GDP, General Motors (NYSE:GM), AIG, Employment data, Home construction, etc. Commentators are never at a loss for coming up with a variety of explanations for what the market does. But to me, it looks like it still boils down to earnings. And right now, that's still a very iffy thing. So besides just guessing, perhaps it would help to use a simple, easy to implement, hedge.
Here's a quote from Yahoo! Finance article on April 7, 2009 that tries to explain the -2% (so far) drop in the major indexes:
Wall Street extended its losses into a second day Tuesday as worries about banks' balance sheets and poor first-quarter earnings reports intensified.
It's always about earnings. Marco Salerno, founder and C.E.O. of Portfolio123.com has been looking at the daily trend of the SP500 trailing estimates and came up with some interesting observations. Looking at the past 12 month aggregate EPS helps him remove all the noise: news, bail-out announcements, predictions, etc, etc.
Figure 1 is a 5-month daily graph. The SP500 EPS is in red, the SP500 index in blue, and the Risk Premium in black. Ignore the Risk Premium from these observations because it's based on future earnings.
There are three key observations from Figure 1:
- The trailing EPS started rising after a steady downtrend and the SP500 seemed to have found the bottom in a range between 800-900.
The EPS started falling again and shortly after, the vertical line, the SP500 followed suit, hitting a low around 676 from about 868. That's over -20%!

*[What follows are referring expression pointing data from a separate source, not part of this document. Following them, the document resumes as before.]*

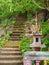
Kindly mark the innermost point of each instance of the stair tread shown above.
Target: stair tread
(10, 61)
(10, 56)
(10, 52)
(9, 48)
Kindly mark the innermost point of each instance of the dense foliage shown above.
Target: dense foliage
(25, 44)
(45, 31)
(10, 7)
(5, 34)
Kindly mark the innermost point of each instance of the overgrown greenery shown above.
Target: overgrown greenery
(45, 32)
(11, 7)
(25, 44)
(4, 27)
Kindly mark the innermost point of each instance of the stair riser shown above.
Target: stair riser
(11, 58)
(10, 53)
(11, 64)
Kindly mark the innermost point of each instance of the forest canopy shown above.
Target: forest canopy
(10, 7)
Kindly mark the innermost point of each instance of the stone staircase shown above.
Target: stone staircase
(10, 56)
(18, 30)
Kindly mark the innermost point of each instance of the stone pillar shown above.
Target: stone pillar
(27, 62)
(37, 62)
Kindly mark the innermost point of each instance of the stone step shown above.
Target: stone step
(10, 53)
(10, 57)
(9, 49)
(18, 34)
(14, 39)
(18, 29)
(12, 46)
(17, 26)
(11, 61)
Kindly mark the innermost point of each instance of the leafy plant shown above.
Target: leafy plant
(25, 44)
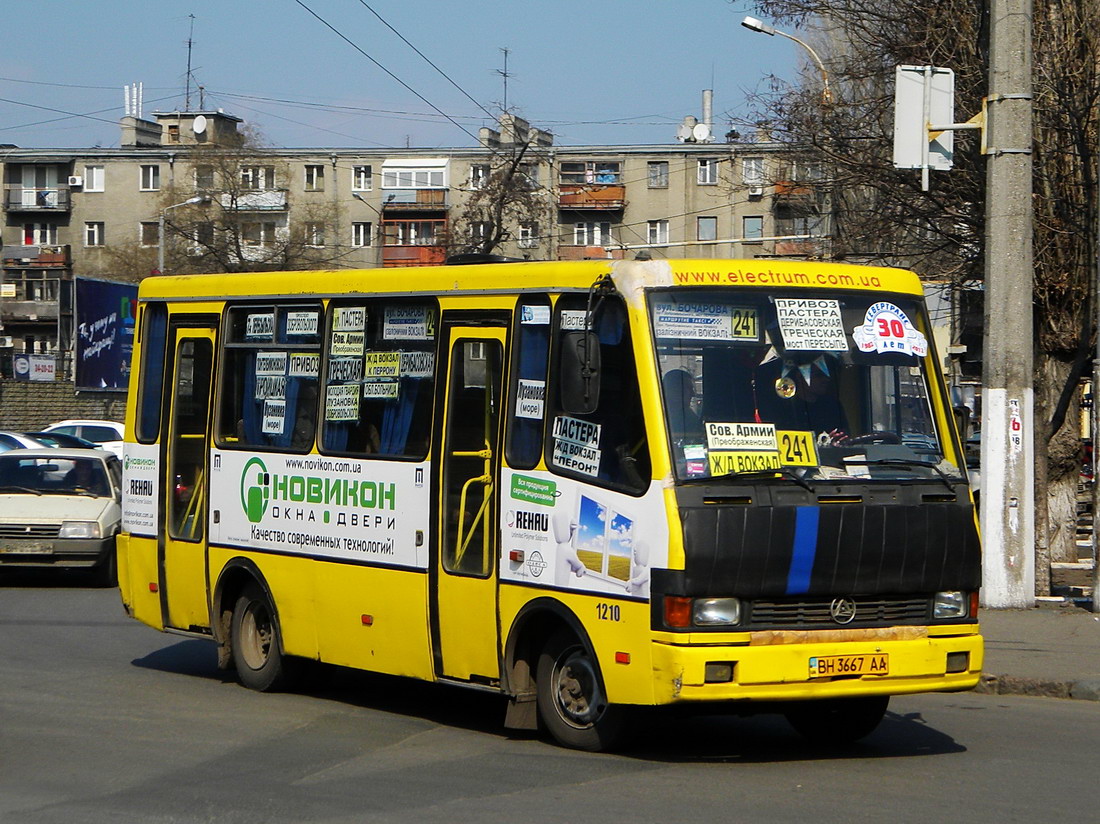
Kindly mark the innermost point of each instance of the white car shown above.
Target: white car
(103, 434)
(61, 507)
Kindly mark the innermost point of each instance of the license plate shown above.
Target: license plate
(832, 666)
(28, 549)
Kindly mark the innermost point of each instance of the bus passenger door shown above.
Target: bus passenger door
(184, 597)
(464, 621)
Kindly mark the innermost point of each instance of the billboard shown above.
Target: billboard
(103, 321)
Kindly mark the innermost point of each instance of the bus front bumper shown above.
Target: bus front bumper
(796, 666)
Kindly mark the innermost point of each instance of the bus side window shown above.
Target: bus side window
(608, 447)
(270, 377)
(154, 337)
(527, 418)
(380, 372)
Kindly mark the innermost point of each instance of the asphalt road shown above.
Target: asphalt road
(103, 720)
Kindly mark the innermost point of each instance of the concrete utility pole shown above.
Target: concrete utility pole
(1008, 494)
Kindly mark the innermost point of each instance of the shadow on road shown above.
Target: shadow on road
(660, 735)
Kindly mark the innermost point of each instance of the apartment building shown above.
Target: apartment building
(185, 191)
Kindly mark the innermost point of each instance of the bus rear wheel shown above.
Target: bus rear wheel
(837, 721)
(571, 698)
(256, 646)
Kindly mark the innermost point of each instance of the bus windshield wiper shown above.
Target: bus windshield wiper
(772, 474)
(906, 463)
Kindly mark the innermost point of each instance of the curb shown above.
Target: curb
(1088, 690)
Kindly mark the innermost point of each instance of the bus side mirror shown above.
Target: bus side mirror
(580, 373)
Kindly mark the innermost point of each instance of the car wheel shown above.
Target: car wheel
(571, 698)
(257, 649)
(837, 721)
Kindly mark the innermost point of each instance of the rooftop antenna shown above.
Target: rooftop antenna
(187, 97)
(505, 75)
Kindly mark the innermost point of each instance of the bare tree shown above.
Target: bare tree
(881, 215)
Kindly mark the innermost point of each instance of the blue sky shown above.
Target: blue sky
(601, 72)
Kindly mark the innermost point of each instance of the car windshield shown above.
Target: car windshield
(53, 476)
(834, 385)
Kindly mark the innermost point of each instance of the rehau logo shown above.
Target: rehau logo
(255, 490)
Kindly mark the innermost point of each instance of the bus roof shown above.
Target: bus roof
(534, 276)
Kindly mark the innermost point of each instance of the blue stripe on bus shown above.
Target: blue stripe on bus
(803, 551)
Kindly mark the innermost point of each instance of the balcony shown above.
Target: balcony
(415, 200)
(592, 196)
(394, 255)
(589, 253)
(46, 199)
(259, 200)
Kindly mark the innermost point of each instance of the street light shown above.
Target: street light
(758, 25)
(160, 244)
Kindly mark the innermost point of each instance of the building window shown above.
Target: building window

- The EPS downtrend stopped and went flat for a few weeks. This encouraged buyers that the bottom was in place and the SP500 went from 676 to about 840, a gain of +20%!
Figure 2 is a close-up of the 2 month daily SP500 EPS graph. The goal here is to determine if the recent rally is real.
Salerno makes the following observations:
- The EPS going flat encouraged investors that the worst was over and the market rallied 20+%
- Bad 1Q earnings are starting to come in and the EPS started trending down again. This seems to signal a top for the current rally.
These are very simple observations based entirely on the past earnings. But as we all know the market is always looking forward looking, so what good can this be? Salerno’s response:
First of all, I'm long several positions that I don't touch unless they are normally rebalanced by the model I’m using. I use the EPS trend to decide when to hedge my longs with an SP500 short position, like UltraShort SP500 (NYSEARCA:SDS). When I place the hedge I do it on margin, usually 30-40% of my portfolio, but it's a safe bet. If the market goes up my longs offset the loss in the SDS, and I break-even. If the market drops, I protect the recent gains. After losing 40% on my longs I can no longer stomach losses, so I'm willing to give up some gains from rallies because at this moment I am not convinced they are real.
The verdict? Every time I placed a hedge I made money. I'm not greedy though. I usually enter the hedge a bit late and exit the hedge too soon, so I'm only partially offsetting my gains. But when I do it I avoid a 2 to 4% loss, which in time adds up.